Lecterns and pulpits are worth thinking about. After all, we so easily take them for granted. Perhaps you’ve always had one, perhaps you’ve always seen preachers preach from behind one. However, if our goal is to effectively communicate God’s Word to people, we need to consider every aspect of our preaching. So here are a few thoughts on these pieces of ecclesial furniture.
Don’t hide. I suppose this is the basic thought in this post. Don’t hide. Remember that communication includes body language, which means that people need to be able to see your body language. Be careful not to slouch or lean on the pulpit. If they can’t see a significant percentage of you, then you probably need to elevate your energy levels to appear normal in your expression. Be deliberate in letting your gestures show above and beyond the pulpit (reach higher and wider). Seriously consider coming out from the castle! Let the pulpit hold your notes, but don’t feel obligated to stay there yourself.

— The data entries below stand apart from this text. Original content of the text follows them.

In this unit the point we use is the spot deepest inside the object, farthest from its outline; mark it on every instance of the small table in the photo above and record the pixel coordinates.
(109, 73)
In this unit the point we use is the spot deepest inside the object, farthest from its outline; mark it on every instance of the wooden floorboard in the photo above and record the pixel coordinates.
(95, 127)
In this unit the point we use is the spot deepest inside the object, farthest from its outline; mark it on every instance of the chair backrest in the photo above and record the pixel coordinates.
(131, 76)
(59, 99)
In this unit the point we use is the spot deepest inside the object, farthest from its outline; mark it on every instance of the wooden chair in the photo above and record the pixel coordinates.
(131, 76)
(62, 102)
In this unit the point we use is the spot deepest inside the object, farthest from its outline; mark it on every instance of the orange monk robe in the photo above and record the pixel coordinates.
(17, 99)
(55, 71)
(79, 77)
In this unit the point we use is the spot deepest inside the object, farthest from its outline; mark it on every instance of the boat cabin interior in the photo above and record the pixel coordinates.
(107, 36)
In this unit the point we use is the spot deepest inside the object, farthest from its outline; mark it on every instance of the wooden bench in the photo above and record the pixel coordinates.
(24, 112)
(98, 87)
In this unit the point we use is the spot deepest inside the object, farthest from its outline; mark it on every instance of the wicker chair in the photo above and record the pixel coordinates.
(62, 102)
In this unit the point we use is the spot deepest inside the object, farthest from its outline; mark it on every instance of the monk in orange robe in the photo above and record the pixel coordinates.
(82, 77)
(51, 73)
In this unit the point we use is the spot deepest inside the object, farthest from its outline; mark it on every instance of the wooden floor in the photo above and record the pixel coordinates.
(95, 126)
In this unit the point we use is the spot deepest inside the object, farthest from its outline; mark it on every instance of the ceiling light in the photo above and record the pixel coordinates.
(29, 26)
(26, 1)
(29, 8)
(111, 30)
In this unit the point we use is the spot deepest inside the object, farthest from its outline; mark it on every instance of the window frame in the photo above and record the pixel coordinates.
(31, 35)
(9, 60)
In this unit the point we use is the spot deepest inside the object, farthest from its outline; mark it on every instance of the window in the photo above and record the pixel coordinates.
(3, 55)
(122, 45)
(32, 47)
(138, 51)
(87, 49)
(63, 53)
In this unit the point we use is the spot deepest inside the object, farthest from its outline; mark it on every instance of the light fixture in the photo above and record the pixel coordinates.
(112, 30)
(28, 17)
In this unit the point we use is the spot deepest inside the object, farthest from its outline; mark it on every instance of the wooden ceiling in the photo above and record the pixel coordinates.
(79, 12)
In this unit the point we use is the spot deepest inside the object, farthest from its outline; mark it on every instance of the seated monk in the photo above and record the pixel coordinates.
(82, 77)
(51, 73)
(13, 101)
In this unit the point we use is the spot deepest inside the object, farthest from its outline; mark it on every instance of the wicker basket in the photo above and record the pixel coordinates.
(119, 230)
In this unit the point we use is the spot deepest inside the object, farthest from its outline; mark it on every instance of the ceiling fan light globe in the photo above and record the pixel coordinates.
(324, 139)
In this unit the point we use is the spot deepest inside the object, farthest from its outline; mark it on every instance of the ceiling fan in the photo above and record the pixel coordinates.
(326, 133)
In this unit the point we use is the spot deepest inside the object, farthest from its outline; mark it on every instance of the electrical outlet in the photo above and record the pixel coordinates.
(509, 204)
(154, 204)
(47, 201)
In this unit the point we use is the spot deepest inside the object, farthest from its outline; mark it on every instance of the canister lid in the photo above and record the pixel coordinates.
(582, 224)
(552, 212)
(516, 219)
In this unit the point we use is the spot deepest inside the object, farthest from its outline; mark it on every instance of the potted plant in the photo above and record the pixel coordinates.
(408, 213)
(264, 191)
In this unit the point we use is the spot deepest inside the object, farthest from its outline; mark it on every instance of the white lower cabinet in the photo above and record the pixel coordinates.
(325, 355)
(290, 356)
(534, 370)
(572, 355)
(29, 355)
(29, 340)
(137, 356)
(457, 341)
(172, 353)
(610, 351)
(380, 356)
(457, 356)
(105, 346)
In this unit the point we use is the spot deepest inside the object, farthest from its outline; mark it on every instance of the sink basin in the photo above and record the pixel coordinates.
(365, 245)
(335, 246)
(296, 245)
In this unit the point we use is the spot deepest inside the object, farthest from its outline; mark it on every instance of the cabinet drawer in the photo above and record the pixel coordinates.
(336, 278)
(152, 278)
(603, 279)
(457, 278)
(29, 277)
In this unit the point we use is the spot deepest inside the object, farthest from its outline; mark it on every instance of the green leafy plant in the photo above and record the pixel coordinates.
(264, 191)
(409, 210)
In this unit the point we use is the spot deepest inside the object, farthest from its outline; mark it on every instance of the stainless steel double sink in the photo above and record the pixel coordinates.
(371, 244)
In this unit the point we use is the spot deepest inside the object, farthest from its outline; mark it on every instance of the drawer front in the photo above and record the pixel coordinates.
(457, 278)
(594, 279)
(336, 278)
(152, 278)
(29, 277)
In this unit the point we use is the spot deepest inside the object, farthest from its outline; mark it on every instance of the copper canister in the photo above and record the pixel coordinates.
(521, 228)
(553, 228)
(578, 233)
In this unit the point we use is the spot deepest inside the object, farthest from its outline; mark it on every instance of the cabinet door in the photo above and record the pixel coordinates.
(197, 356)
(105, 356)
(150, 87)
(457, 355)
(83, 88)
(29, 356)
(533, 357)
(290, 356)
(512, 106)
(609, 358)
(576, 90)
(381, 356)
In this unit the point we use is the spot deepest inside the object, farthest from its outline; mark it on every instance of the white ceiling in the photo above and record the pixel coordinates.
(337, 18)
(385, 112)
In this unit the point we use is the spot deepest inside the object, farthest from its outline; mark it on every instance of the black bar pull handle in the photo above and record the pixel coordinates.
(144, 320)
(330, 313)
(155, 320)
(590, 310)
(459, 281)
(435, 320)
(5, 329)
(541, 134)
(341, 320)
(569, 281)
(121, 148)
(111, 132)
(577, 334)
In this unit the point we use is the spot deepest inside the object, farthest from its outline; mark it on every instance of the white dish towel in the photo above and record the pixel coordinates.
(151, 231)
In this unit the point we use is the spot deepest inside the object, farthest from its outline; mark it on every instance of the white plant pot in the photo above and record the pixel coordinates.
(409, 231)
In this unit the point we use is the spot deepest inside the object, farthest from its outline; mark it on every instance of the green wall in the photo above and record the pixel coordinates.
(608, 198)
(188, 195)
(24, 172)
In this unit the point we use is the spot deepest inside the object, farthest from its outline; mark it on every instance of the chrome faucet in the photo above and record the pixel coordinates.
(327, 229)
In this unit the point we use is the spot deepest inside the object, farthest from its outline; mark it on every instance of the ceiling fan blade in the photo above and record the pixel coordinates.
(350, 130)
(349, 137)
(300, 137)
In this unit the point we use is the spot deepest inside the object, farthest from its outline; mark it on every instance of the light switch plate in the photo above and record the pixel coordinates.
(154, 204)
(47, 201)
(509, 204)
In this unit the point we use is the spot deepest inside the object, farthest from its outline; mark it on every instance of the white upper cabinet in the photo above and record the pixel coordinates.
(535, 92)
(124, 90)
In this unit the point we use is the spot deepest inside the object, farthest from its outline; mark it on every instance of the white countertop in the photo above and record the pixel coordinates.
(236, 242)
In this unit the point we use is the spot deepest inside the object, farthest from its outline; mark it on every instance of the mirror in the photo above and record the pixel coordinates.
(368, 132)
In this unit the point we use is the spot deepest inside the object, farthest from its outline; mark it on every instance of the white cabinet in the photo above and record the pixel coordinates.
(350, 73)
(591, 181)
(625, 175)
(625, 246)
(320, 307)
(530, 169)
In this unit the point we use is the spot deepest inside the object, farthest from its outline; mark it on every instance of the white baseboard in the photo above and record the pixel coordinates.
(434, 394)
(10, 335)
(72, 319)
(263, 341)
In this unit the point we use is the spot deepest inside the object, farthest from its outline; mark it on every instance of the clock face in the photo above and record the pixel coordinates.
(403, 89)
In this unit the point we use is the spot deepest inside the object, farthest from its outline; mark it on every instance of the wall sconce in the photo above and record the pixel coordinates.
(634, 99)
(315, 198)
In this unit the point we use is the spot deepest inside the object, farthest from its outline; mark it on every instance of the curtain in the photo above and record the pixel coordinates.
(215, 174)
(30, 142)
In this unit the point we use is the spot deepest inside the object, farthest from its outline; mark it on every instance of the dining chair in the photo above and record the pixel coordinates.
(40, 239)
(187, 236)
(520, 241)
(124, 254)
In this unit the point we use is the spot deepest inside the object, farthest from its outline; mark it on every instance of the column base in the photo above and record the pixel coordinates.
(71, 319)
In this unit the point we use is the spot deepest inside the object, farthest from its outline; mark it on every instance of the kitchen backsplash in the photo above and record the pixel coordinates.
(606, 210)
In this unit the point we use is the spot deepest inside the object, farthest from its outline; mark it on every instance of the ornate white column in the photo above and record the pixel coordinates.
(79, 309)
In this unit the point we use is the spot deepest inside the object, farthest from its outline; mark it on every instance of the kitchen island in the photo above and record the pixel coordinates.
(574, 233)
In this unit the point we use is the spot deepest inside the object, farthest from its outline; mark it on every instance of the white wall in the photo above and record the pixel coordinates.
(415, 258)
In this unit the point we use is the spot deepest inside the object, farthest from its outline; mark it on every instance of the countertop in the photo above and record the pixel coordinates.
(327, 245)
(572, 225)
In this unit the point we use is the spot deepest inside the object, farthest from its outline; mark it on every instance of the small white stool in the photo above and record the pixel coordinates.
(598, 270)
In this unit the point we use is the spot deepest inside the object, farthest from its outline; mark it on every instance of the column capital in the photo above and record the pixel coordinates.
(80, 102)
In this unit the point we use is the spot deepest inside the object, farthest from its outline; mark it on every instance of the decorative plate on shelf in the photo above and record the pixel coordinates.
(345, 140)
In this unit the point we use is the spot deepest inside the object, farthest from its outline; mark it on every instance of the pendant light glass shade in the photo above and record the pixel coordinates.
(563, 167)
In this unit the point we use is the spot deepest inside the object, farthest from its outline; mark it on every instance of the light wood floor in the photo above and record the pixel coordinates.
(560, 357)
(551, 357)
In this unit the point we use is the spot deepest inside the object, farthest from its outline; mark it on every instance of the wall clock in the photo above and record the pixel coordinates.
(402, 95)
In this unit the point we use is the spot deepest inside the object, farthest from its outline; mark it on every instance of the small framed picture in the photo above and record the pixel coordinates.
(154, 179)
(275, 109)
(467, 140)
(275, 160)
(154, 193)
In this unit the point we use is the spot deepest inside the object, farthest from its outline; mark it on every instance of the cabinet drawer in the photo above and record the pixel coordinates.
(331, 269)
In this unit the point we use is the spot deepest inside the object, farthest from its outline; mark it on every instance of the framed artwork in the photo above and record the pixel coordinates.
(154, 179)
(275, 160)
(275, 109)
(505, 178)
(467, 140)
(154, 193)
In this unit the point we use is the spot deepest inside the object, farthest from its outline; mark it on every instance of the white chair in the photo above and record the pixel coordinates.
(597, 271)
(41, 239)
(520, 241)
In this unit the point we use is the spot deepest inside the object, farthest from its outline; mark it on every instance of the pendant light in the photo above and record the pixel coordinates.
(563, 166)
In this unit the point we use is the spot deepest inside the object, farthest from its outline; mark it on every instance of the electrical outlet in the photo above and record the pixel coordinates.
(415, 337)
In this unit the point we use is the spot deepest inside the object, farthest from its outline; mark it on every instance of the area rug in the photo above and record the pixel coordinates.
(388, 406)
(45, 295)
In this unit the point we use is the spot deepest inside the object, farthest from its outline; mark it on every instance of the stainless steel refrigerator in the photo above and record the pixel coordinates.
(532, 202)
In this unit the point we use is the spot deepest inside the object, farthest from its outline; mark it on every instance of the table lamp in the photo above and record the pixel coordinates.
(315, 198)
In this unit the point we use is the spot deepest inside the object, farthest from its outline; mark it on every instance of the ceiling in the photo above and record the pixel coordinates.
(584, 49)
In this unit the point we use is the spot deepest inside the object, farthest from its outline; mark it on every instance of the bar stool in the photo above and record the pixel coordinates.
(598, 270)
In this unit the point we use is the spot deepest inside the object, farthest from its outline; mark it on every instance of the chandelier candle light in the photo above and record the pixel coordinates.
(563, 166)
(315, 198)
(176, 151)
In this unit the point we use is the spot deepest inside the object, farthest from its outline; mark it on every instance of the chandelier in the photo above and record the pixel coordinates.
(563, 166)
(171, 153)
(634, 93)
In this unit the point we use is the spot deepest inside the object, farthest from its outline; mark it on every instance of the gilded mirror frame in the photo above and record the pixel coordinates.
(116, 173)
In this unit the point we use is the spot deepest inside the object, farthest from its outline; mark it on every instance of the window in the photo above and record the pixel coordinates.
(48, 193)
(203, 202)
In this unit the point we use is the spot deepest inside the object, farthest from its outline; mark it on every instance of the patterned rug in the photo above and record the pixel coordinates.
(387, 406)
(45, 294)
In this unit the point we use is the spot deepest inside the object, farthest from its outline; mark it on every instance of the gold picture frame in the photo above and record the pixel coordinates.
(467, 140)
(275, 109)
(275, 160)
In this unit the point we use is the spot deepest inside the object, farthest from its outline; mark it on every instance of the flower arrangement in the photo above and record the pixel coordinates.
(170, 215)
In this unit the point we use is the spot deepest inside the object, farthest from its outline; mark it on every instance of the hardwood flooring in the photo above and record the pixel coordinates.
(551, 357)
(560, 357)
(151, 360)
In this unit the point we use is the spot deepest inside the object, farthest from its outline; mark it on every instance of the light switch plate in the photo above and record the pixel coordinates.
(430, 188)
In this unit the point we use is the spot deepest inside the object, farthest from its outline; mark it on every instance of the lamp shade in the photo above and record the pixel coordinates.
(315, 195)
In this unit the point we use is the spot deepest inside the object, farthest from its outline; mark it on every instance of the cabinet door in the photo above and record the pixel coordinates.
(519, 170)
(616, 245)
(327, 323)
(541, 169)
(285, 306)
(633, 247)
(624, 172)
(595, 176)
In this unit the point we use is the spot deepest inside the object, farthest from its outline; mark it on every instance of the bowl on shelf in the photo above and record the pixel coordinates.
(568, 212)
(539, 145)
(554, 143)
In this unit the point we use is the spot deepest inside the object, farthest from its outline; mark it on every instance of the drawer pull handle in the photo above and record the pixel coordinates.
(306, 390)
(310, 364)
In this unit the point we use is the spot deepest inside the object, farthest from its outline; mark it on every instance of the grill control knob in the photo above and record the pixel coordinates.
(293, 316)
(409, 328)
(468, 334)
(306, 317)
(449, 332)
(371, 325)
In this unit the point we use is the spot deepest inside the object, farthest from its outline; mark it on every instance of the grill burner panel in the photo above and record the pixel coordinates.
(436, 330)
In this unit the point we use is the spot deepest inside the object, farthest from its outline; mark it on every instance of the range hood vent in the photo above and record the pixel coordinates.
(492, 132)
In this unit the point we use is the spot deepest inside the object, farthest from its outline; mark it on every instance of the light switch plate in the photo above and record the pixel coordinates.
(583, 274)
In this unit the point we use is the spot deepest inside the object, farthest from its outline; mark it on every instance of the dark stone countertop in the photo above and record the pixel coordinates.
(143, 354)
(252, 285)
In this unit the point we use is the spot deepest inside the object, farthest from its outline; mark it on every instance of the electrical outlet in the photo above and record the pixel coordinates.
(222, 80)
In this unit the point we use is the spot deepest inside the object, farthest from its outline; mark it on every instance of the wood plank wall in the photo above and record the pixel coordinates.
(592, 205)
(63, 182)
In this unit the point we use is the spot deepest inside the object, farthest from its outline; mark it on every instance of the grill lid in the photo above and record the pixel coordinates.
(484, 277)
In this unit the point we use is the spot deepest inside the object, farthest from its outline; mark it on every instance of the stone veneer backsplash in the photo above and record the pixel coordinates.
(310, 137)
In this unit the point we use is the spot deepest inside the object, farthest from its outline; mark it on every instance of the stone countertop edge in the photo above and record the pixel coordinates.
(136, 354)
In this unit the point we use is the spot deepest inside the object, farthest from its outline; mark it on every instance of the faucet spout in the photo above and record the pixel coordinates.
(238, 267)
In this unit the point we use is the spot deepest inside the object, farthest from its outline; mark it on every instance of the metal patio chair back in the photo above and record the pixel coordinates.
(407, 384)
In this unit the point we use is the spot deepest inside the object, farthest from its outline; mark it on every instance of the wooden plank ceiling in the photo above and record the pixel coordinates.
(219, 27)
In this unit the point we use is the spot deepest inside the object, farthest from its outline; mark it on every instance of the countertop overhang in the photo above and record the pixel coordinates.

Do familiarize. Make sure everything is ready ahead of time. If it is adjustable, adjust it appropriately (which doesn’t mean it should be up to your armpits just because you’re tall!) Make sure any notes you use will be visible (why are some lecterns at such a high angle?) Make sure you have a glass of water if you need it, etc. If there is anything more technical than a glass of water, make sure you know how it works ahead of time – any light, controls for visual media, etc. Obviously if you’ve preached from the same pulpit for a while, then this isn’t as necessary, but it’s always worth double checking before the meeting.
Don’t criticize. You may understand the negative impact of “barrier furniture” to communication, but be very careful not to criticize it. Even if it holds your notes in a near vertical position, makes your water glass nearly inaccessible, blocks your listeners from hearing “with their eyes” and looks like a wooden battle ship, or upended casket, or whatever . . . keep these thoughts to yourself. You can move to the side, or make the best of the situation from behind there. But if you give voice to these thoughts you will not come across well, and the person whose father built the monstrosity in 1924, or who donated the money to buy it in honor of their spouse’s homegoing . . . well, you know how they’ll feel!